(RNS) — Three Jehovah’s Witnesses in Russia were convicted and sentenced to prison for practicing their faith on Thursday (July 29). Vilen Avanesov, 68, was sentenced to six years, and his son Arsen Avanesov, 37, along with a third defendant, Aleksandr Parkov, 53, were both sentenced to six-and-a-half years. All three men have already spent more than two years in pretrial detention.
“These men should never, ever have had to spend a minute in prison, and yet they’ve been locked up for two years,” said Rachel Denber, deputy director of Human Rights Watch’s Europe and Central Asia division. “It is never too late for Russian authorities to stop these arrests, release Jehovah’s witnesses who are behind bars, stop these criminal proceedings, and quash the convictions that have already taken place.”
The three Jehovah’s Witnesses were detained in Rostov-on-Don in May 2019 and accused of continuing the operations of a Jehovah’s Witness organization that had been liquidated.
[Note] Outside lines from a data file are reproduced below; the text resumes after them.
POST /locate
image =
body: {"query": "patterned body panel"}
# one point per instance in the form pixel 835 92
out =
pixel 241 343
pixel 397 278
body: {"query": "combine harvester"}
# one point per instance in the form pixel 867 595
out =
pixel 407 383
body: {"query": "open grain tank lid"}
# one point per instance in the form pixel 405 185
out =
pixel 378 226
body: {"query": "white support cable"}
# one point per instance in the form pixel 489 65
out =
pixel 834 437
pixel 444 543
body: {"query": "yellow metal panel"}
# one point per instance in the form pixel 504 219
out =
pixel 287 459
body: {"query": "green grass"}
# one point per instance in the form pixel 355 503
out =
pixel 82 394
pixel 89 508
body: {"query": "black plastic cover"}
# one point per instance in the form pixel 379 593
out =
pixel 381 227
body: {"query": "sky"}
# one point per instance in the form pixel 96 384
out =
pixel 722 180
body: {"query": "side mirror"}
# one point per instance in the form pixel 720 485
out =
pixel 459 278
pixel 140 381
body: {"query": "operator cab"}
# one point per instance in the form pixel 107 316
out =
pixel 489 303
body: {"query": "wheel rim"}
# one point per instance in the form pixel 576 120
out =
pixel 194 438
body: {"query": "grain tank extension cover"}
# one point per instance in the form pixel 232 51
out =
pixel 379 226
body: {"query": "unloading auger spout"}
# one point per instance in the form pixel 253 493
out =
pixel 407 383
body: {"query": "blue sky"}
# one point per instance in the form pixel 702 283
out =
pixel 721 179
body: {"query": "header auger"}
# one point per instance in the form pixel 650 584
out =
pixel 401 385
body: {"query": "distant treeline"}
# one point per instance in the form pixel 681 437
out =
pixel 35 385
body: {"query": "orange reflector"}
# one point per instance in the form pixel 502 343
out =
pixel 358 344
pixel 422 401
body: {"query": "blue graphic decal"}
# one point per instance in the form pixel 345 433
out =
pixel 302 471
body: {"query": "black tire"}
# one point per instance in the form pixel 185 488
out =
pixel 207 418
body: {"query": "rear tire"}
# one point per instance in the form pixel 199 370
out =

All three were charged with organizing extremist activities. In January 2020, Arsen Avanesov was also accused of “financing extremist activities” by collecting donations to rent a room to meet with other Jehovah’s Witnesses. Their trial was held at the Leninskiy District Court of Rostov-on-Don.
Near the trial’s conclusion, Arsen Avanesov spoke of his devotion to God: “I dedicated my life to him and did it sincerely. … I don’t want, I can’t and will not give up my promise.”
The sentences for the three men are considered particularly harsh in a country where rape is punishable by three years in prison and kidnapping by five. The sentencing follows a 2017 ruling that categorizes the religious group as “extremist.” Since 2017, 14 Jehovah’s Witnesses have been sentenced to six or more years of prison in Russia.
“‘Extremism’ in Russia is an indictment delivered by diktat labelling a number of organisations, including Jehovah’s Witnesses,” said Sir Andrew Wood, former U.K. ambassador to Russia (1995-2000). “It has no credible definition. It carries harsh penalties. Persons who remain true to their convictions are especially exposed to its cruelty. Its purpose is repression, not the exercise of justice.”
In October 2020, religious scholars from around the world called on President Vladimir Putin and his administration to end the persecution of Jehovah’s Witnesses in Russia. Initially Russia seemed to respond to the scholars’ request — a judge acquitted one Jehovah’s Witness in October 2020 — but since then Jehovah’s Witnesses have continued to be imprisoned for their beliefs.
“Russia’s persecution of Jehovah’s Witnesses has been arbitrary,” said Jarrod Lopes, spokesperson for the Jehovah’s Witnesses, in an email to Religion News Service. “(T)he crackdown is being driven largely by the local authorities’ level of discrimination against Jehovah’s Witnesses and not based on justifiable evidence.”
Lopes said authorities in the Rostov region are some of the most aggressive toward Jehovah’s Witnesses. According to Lopes, Rostov authorities have raided more than 30 homes belonging to Jehovah’s Witnesses and have pressed charges against 16 Jehovah’s Witnesses so far. The Jehovah’s Witnesses convicted Thursday are three of nine in prison in the region.
In April, the U.S. Commission on International Religious Freedom recommended Russia be labeled a country of “particular concern” for its persecution of Jehovah’s Witnesses. According to Lopes, there are 51 Jehovah’s Witnesses imprisoned in Russia and Crimea.
“Arrogantly and barbarically, Russian officers record themselves raiding the homes of Jehovah’s Witnesses and forcibly arresting them,” said Lopes. “Jehovah’s Witnesses want nothing more than to freely worship in their home country as their fellow believers do in over 200 other lands.”